Representative McKinley and now Senator Capito are concerned about the future of minor league baseball. What about Bob Nutting and the Wheeling Intelligencer?
From The Hill:
Congress and MLB are barreling toward a showdown over the league’s plans to eliminate 42 minor league franchises across the country ahead of the 2021 season.
The league insists the plan is needed to improve the finances of minor league baseball and conditions for developing players. But MLB is facing opposition from the general public and a broad coalition of lawmakers from both parties who say closing those teams would devastate communities in their districts.
West Virginia will definitely be affected by the move. Among the 42 teams are:
• The Princeton Rays (Appalachian League)
• The West Virginia Power (South Atlantic League) in Morgantown
• The Bluefield Blue Jays (Appalachian League)
Local congressman David McKinley, to his credit, expressed concern last year when the plan was first announced; he also helped organize the bipartisan “Save Minor League Baseball Task Force.”
Realizing the potential for good publicity in an election year, West Virginia Senator Shelley Moore Capito recently got involved and yesterday introduced a bi-partisan resolution:
A bipartisan group of senators introduced a resolution Thursday urging Major League Baseball to abandon a plan to slash the number of affiliated minor league clubs, which has garnered harsh criticism on Capitol Hill.
Connecticut Democrat Richard Blumenthal and West Virginia Republican Shelley Moore Capito teamed up to lead the effort, which follows similar House action.
Senator Capito appears to be a bit late to the ball game. I did a web search on “Capito + minor league baseball” and it lists nothing before last week. Regardless, the senator certainly wouldn’t want to miss a great photo opportunity:
I toured the @BluefieldJays’ facilities just last week to discuss just how much Minor League Baseball affects the economy and pride of towns across the country.
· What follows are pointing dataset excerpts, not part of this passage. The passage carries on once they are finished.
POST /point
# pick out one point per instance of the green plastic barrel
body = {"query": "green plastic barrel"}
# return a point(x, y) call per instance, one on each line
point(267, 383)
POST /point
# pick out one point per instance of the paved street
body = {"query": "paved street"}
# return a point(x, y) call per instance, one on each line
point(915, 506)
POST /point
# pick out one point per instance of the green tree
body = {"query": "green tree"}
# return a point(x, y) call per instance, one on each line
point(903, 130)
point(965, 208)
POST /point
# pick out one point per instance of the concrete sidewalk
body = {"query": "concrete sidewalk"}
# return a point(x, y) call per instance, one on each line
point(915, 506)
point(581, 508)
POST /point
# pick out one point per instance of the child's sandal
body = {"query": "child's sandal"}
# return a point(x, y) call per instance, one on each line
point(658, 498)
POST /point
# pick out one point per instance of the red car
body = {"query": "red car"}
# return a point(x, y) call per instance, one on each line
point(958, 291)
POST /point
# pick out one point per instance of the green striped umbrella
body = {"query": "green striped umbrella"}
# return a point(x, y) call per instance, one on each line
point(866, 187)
Read the resolution: https://t.co/bclRMKRTBa pic.twitter.com/SocSyRtvOZ
— Shelley Moore Capito (@SenCapito) February 27, 2020
What about our local “newspapers”?
What have our local Ogden papers had to say about MLB’s plan to eliminate three West Virginia minor league baseball teams? Nothing that I could find*. Using their online search engine produced zero articles/columns/editorials about MLB’s efforts to eliminate 42 minor league teams. Maybe our local papers’ lack of coverage has something to do with the papers’ owner, Robert Nutting, who also owns the Pittsburgh Pirates. As I’ve written previously, Nutting runs his baseball team in the same way he runs his papers – as cheaply as possible with little or no incentive to improve the product if it means spending money.
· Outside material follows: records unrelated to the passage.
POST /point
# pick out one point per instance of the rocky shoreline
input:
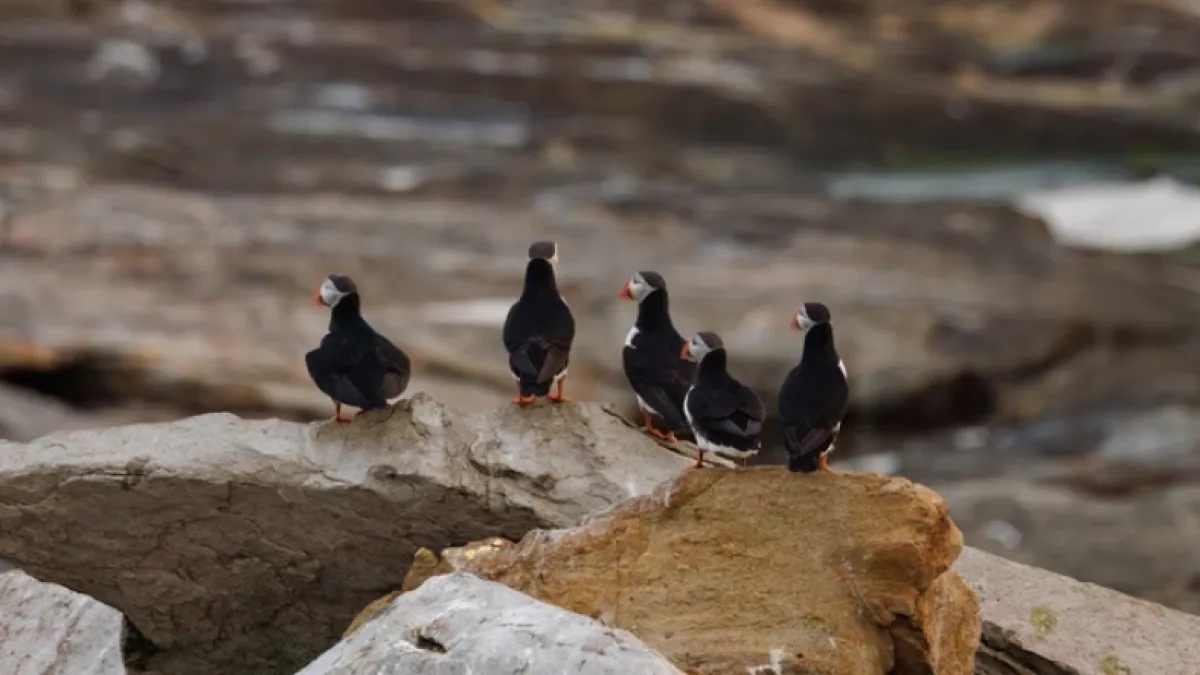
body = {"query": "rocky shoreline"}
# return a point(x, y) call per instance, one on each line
point(256, 543)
Neil Demause writing in Slate makes a similar point in discussing this issue:
There is one huge benefit to the league killing teams en masse as opposed to each MLB club making life-or-death decisions separately: It means that every team can cut costs without worrying that its competitors will gobble up more potential big league players, as Rickey did with the Cardinals 90 years ago. “The point of a cartel is to coordinate cooperative behavior,” notes [Stanford University economist Roger] Noll, “to help members ignore the incentive to compete.”
This makes sense to me. As I argued last summer, Nutting has figured out a way to make money by not competing – it’s “baseball on the cheap.” By this logic, baseball’s jettisoning of unprofitable minor league teams (which exist to develop players rather than make money) simply translates to more profit.
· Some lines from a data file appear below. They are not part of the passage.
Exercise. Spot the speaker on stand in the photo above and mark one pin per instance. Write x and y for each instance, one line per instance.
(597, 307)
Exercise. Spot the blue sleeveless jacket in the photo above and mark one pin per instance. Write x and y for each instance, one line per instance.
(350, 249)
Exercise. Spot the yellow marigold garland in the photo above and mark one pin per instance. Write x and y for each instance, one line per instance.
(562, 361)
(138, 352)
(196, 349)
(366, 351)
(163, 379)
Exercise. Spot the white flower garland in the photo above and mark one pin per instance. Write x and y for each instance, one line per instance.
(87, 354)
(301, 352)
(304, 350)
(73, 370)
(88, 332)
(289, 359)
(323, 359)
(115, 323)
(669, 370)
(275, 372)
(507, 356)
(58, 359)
Finally, contrast this lack of coverage with how our local papers covered and even editorialized for an integrity fee that states with sports betting ought to be paying to the sports leagues. It was not surprising that in none of those articles, editorials, or columns was there a mention that the owner of their paper stood to gain millions with the implementation of such a fee. (That’s not surprising as the papers’ readers already know; the terms “full disclosure” is a foreign term locally.)
*Ogden’s newspaper empire mostly consists of papers that serve small cities like Wheeling. Not surprisingly, a few of these cities are scheduled to lose their minor league team. While I could not find anything about minor league baseball’s contraction in our local papers, I did discover articles and editorials in a few of the Ogden papers. Perhaps absence of a team explains the locals’ lack of coverage. I doubt it – not when two of their favorite politicians are making a big deal out of it.